Understand how k6 manages at low level a large number of API call in a short period of time

I'm new with k6 and I'm sorry if I'm asking something naive. I'm trying to understand how that tool manage the network calls under the hood. Is it executing them at the max rate he can ? Is it queuing them based on the System Under Test's response time ?

I need to get that because I'm running a lot of tests using both k6 run and k6 cloud but I can't make more than ~2000 requests per second (looking at k6 results). I was wondering if it is k6 that implement some kind of back-pressure mechanism if it understand that my system is "slow" or if there are some other reasons why I can't overcome that limit.

I read here that is possible to make 300.000 request per second and that the cloud environment is already configured for that. I also try to manually configure my machine but nothing changed.

e.g. The following tests are identical, the only changes is the number of VUs. I run all test on k6 cloud.

Shared parameters:

60 api calls (I have a single http.batch with 60 api calls)
Iterations: 100
Executor: per-vu-iterations

Here I got 547 reqs/s:

VUs: 10 (60.000 calls with an avg response time of 108ms)

Here I got 1.051,67 reqs/s:

VUs: 20 (120.000 calls with an avg response time of 112 ms)

I got 1.794,33 reqs/s:

VUs: 40 (240.000 calls with an avg response time of 134 ms)

Here I got 2.060,33 reqs/s:

VUs: 80 (480.000 calls with an avg response time of 238 ms)

Here I got 2.223,33 reqs/s:

VUs: 160 (960.000 calls with an avg response time of 479 ms)

Here I got 2.102,83 peak reqs/s:

VUs: 200 (1.081.380 calls with an avg response time of 637 ms) // I reach the max duration here, that's why he stop

What I was expecting is that if my system can't handle so much requests I have to see a lot of timeout errors but I haven't see any. What I'm seeing is that all the API calls are executed and no errors is returned. Can anyone help me ?

Solution

As k6 - or more specifically, your VUs - execute code synchronously, the amount of throughput you can achieve is fully dependent on how quickly the system you're interacting with responds.
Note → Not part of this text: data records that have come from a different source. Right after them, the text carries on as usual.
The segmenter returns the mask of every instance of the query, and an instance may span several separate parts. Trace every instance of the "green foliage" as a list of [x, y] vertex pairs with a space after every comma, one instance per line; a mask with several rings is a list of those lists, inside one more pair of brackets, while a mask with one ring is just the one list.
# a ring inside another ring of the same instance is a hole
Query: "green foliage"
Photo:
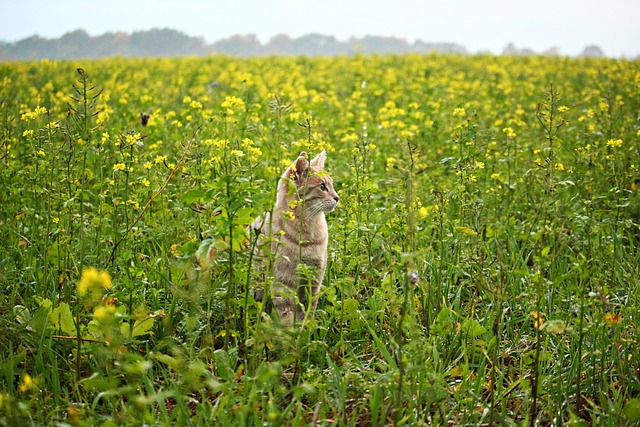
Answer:
[[[639, 75], [4, 64], [0, 424], [637, 422]], [[287, 329], [253, 292], [274, 254], [248, 226], [321, 150], [340, 194], [327, 274]]]

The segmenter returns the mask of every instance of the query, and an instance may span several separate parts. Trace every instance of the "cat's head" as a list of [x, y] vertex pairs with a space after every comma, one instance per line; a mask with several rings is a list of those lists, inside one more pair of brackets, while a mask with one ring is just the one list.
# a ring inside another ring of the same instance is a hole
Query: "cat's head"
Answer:
[[338, 206], [340, 197], [333, 188], [333, 179], [324, 170], [326, 159], [325, 150], [311, 161], [303, 151], [282, 175], [282, 181], [287, 183], [287, 192], [304, 201], [304, 210], [309, 215], [331, 212]]

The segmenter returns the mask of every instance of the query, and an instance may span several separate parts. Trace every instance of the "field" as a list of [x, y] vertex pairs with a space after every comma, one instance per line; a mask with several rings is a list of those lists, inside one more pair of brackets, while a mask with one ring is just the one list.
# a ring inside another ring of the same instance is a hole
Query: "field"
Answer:
[[[0, 425], [636, 425], [640, 62], [0, 64]], [[327, 150], [318, 309], [253, 287]]]

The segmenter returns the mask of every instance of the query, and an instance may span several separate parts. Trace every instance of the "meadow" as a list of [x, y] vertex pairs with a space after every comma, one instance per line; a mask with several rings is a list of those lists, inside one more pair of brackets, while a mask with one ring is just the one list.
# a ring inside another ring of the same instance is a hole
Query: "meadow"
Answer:
[[[0, 425], [640, 421], [637, 60], [12, 62], [0, 103]], [[283, 328], [246, 227], [320, 150]]]

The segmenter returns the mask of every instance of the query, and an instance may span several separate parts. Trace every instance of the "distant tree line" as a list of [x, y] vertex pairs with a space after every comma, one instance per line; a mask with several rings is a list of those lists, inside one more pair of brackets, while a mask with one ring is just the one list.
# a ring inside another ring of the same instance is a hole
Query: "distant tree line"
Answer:
[[[202, 37], [191, 37], [172, 29], [152, 29], [131, 34], [118, 32], [92, 37], [83, 30], [64, 34], [58, 39], [32, 36], [17, 42], [0, 42], [0, 60], [77, 59], [124, 57], [172, 57], [207, 56], [215, 53], [240, 57], [259, 55], [308, 55], [334, 56], [352, 54], [403, 54], [403, 53], [457, 53], [467, 54], [464, 46], [456, 43], [425, 43], [418, 40], [409, 43], [396, 37], [367, 36], [352, 37], [339, 41], [333, 36], [309, 34], [290, 38], [281, 34], [272, 37], [266, 44], [255, 35], [236, 35], [213, 44]], [[516, 49], [509, 44], [504, 52], [508, 55], [531, 55], [535, 52]], [[551, 48], [544, 54], [558, 54]], [[597, 46], [589, 46], [583, 56], [604, 56]]]

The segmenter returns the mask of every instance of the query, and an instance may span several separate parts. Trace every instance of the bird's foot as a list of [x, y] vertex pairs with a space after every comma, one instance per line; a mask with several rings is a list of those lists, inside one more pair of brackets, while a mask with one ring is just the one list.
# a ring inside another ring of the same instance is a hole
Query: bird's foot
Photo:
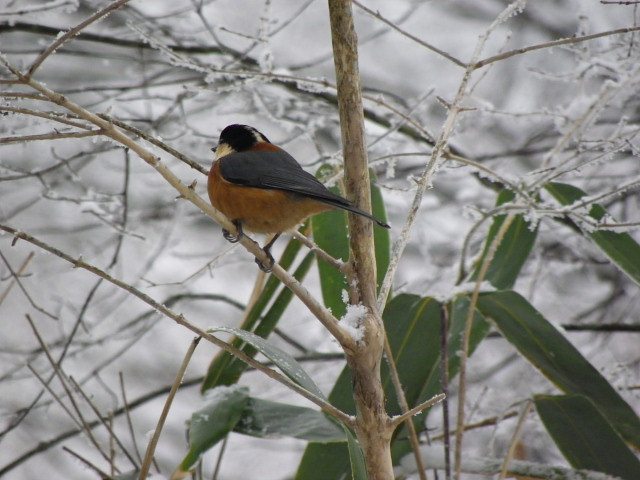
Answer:
[[269, 250], [264, 250], [264, 254], [267, 256], [267, 259], [268, 259], [267, 265], [265, 265], [262, 262], [262, 260], [260, 260], [258, 257], [256, 257], [256, 263], [258, 264], [258, 268], [260, 270], [262, 270], [265, 273], [269, 273], [273, 269], [273, 266], [275, 265], [276, 261], [274, 260], [273, 255], [271, 255], [271, 252]]
[[260, 261], [260, 260], [258, 260], [258, 258], [256, 258], [256, 263], [258, 264], [258, 268], [260, 270], [262, 270], [263, 272], [269, 273], [271, 271], [271, 269], [273, 268], [273, 265], [276, 263], [276, 261], [273, 259], [273, 255], [271, 255], [271, 247], [273, 247], [273, 244], [276, 243], [276, 240], [278, 239], [279, 236], [280, 236], [280, 234], [276, 233], [273, 237], [271, 237], [271, 240], [269, 240], [269, 242], [262, 249], [264, 254], [269, 259], [269, 264], [268, 265], [265, 265], [264, 263], [262, 263], [262, 261]]
[[238, 243], [242, 239], [242, 237], [244, 237], [244, 232], [242, 231], [242, 222], [240, 220], [232, 220], [231, 223], [233, 223], [236, 227], [236, 230], [238, 230], [238, 235], [233, 235], [229, 230], [225, 230], [223, 228], [222, 236], [228, 242]]

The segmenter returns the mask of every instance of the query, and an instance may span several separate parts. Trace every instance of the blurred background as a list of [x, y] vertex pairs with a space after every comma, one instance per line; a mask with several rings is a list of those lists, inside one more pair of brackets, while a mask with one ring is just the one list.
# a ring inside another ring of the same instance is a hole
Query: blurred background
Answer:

Lets take this script as an example:

import http from 'k6/http';

export default function() {
  http.get("https://httpbin.org/delay/1");
}

The endpoint here is purposefully designed to take 1 second to respond. There is no other code in the exported default function. Because each VU will wait for a response (or a timeout) before proceeding past the http.get statement, the maximum amount of throughput for each VU will be a very predictable 1 HTTP request/sec.

Often, response times (and/or errors, like timeouts) will increase as you increase the number of VUs. You will eventually reach a point where adding VUs does not result in higher throughput. In this situation, you've basically established the maximum throughput the System-Under-Test can handle. It simply can't keep up.

The only situation where that might not be the case is when the system running k6 runs out of hardware resources (usually CPU time). This is something that you must always pay attention to.

If you are using k6 OSS, you can scale to as many VUs (concurrent threads) as your system can handle. You could also use http.batch to fire off multiple requests concurrently within each VU (the statement will still block until all responses have been received). This might be slightly less overhead than spinning up additional VUs.